A través de todos estos tiempos este hombre piloteó a su propia Iglesia de regreso a la jerarquía
autoritaria, prohibió la ordenación de mujeres, tronó contra la sexualidad moderna, e inclusive habló
contra muchos de los axiomas de la propia modernidad. En un siglo en el cual el relativismo moral
casi llega a convertirse en una ideología global, él predicó, llegado el milenio, que la humanidad
debe regresar a un conjunto de certidumbres morales inamovibles. El progreso técnico y el progreso
material, nos ha dicho, no han hecho mayor cosa para contrarrestar el esclavizamiento del espíritu.
De este modo, al finalizar el siglo, en el momento del paso al nuevo milenio, SEMANA ha elegido
como su modelo heroico a un hombre que parece encarnar la antítesis del espíritu que preside su
Era. No obstante, se trata de un gigante, tal vez el gigante de su tiempo. Ha ocupado su cargo
durante 21 años y lo han visto y escuchado más personas que a cualquier otro individuo en la historia
del planeta.
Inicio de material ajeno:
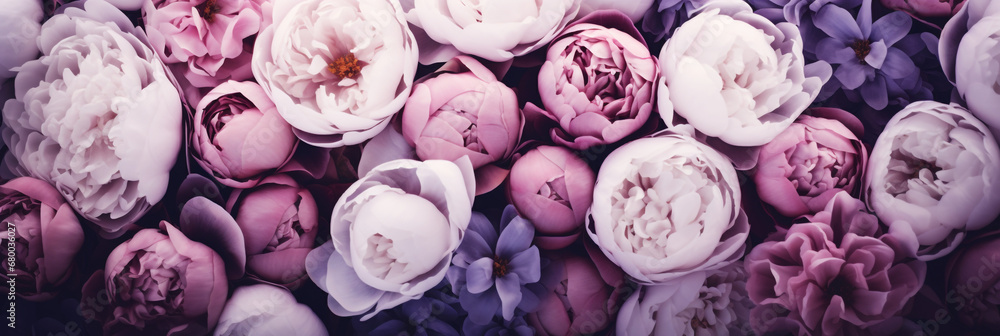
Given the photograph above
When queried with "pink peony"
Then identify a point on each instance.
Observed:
(810, 161)
(206, 41)
(238, 135)
(48, 237)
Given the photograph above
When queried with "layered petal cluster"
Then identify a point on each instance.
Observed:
(934, 171)
(394, 232)
(552, 188)
(736, 77)
(597, 83)
(207, 42)
(815, 158)
(46, 236)
(496, 30)
(711, 302)
(97, 116)
(238, 136)
(336, 69)
(667, 206)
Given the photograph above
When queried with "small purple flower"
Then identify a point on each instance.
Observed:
(436, 313)
(498, 327)
(864, 54)
(490, 273)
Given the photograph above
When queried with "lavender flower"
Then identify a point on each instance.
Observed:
(865, 54)
(489, 273)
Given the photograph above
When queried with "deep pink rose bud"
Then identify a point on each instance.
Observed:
(463, 110)
(598, 82)
(552, 188)
(279, 221)
(161, 282)
(46, 235)
(238, 135)
(813, 159)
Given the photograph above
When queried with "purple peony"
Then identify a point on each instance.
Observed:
(489, 272)
(816, 281)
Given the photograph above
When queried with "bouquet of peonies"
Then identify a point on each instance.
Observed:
(500, 167)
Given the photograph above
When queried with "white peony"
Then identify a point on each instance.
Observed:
(934, 173)
(20, 23)
(666, 206)
(97, 116)
(497, 30)
(394, 232)
(736, 76)
(336, 69)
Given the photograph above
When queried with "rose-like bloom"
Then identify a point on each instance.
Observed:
(463, 110)
(496, 30)
(490, 272)
(279, 221)
(20, 24)
(812, 282)
(926, 9)
(47, 237)
(239, 136)
(667, 206)
(597, 83)
(972, 281)
(393, 235)
(582, 294)
(968, 52)
(206, 41)
(163, 281)
(701, 303)
(934, 171)
(736, 77)
(633, 9)
(552, 188)
(267, 310)
(336, 69)
(97, 116)
(810, 161)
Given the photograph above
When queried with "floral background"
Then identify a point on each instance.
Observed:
(464, 167)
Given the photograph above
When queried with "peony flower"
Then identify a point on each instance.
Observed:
(970, 58)
(394, 232)
(494, 30)
(279, 221)
(206, 41)
(20, 24)
(267, 310)
(812, 282)
(813, 159)
(552, 188)
(934, 172)
(738, 77)
(633, 9)
(597, 82)
(238, 135)
(336, 69)
(97, 116)
(972, 281)
(926, 9)
(700, 303)
(667, 206)
(436, 313)
(581, 294)
(47, 237)
(463, 110)
(490, 273)
(162, 282)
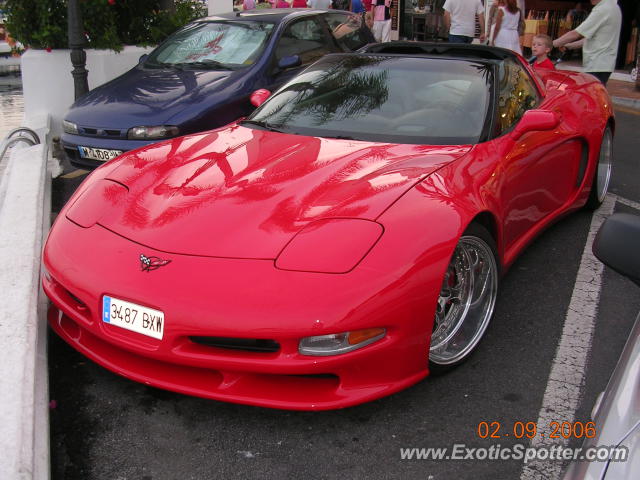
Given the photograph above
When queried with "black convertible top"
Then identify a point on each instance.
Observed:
(468, 51)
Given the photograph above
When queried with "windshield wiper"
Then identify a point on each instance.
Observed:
(207, 64)
(260, 125)
(340, 137)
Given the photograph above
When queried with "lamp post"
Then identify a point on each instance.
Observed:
(78, 55)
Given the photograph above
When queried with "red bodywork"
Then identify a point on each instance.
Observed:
(237, 211)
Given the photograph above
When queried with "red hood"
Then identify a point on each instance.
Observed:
(243, 193)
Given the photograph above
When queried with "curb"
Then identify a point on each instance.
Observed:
(24, 222)
(633, 103)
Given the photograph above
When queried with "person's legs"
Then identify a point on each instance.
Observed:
(386, 31)
(377, 30)
(602, 76)
(460, 39)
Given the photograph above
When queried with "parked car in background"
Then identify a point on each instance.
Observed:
(339, 244)
(201, 77)
(617, 411)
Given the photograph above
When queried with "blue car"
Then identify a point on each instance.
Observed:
(201, 78)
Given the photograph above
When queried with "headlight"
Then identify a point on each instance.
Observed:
(337, 343)
(149, 133)
(69, 127)
(331, 245)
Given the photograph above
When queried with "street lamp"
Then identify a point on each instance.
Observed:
(78, 55)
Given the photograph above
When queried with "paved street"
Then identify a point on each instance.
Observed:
(107, 427)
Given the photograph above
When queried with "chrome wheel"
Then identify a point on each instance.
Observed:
(605, 163)
(466, 302)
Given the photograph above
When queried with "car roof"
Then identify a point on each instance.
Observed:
(274, 15)
(449, 50)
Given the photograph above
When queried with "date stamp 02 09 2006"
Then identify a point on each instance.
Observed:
(519, 430)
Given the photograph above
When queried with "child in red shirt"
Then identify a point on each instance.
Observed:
(540, 47)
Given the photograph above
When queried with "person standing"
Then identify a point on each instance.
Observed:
(340, 4)
(598, 36)
(460, 20)
(505, 32)
(319, 4)
(356, 6)
(382, 20)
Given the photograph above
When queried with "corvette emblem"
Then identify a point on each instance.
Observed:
(148, 264)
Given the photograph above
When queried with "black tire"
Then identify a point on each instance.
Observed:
(602, 175)
(466, 301)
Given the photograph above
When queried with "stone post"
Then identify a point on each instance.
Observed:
(76, 43)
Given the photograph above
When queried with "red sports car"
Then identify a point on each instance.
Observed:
(340, 243)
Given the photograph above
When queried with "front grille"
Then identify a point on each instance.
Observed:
(246, 344)
(102, 133)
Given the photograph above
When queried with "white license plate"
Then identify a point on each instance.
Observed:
(100, 154)
(132, 316)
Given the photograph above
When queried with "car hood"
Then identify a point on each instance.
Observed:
(243, 193)
(148, 97)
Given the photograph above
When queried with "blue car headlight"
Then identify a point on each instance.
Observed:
(69, 127)
(152, 133)
(332, 245)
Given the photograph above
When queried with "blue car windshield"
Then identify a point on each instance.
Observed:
(213, 45)
(380, 98)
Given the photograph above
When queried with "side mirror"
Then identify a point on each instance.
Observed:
(616, 245)
(289, 62)
(536, 120)
(258, 97)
Es, sin embargo, su especial combinación de poder espiritual e ingenio geopolítico la que
lo ha hecho único. Verdaderamente es su poder, su misticismo (porque él es un verdadero místico),
la verdadera fuente de su ingenio geopolítico, el manantial que informa y guía las elecciones que ha
efectuado en el ámbito político.
Es obvio que Karol Wojtyla, quien se convirtió en Sumo Pontífice de la Iglesia Católica Romana el 16
de octubre de 1978, fue elegido por SEMANA debido al papel que jugó en la caída del comunismo.
¿De cuántas divisiones dispone el Papa?, preguntó Stalin en una de sus frases célebres. Sus
herederos, Brezhnev y Gorbachov, recibieron una respuesta que primero los confundió y luego los
inmovilizó:
¡Proletarios de todos los países, uníos!
SECRETO MAXIMO
ARCHIVO ESPECIAL
... Solidaridad, considerado como un solo grupo y en sus distintas facciones, se está preparando para
chantajear a las autoridades nuevamente, planteando varias exigencias de índole política... Walesa y
los extremistas... el mismo Walesa y el clero católico que lo respalda, no tienen ninguna intención
de reducir la presión... No deberíamos ignorar la eventualidad de que los extremistas puedan tomar
el control de Solidaridad, con todas sus consecuencias obvias.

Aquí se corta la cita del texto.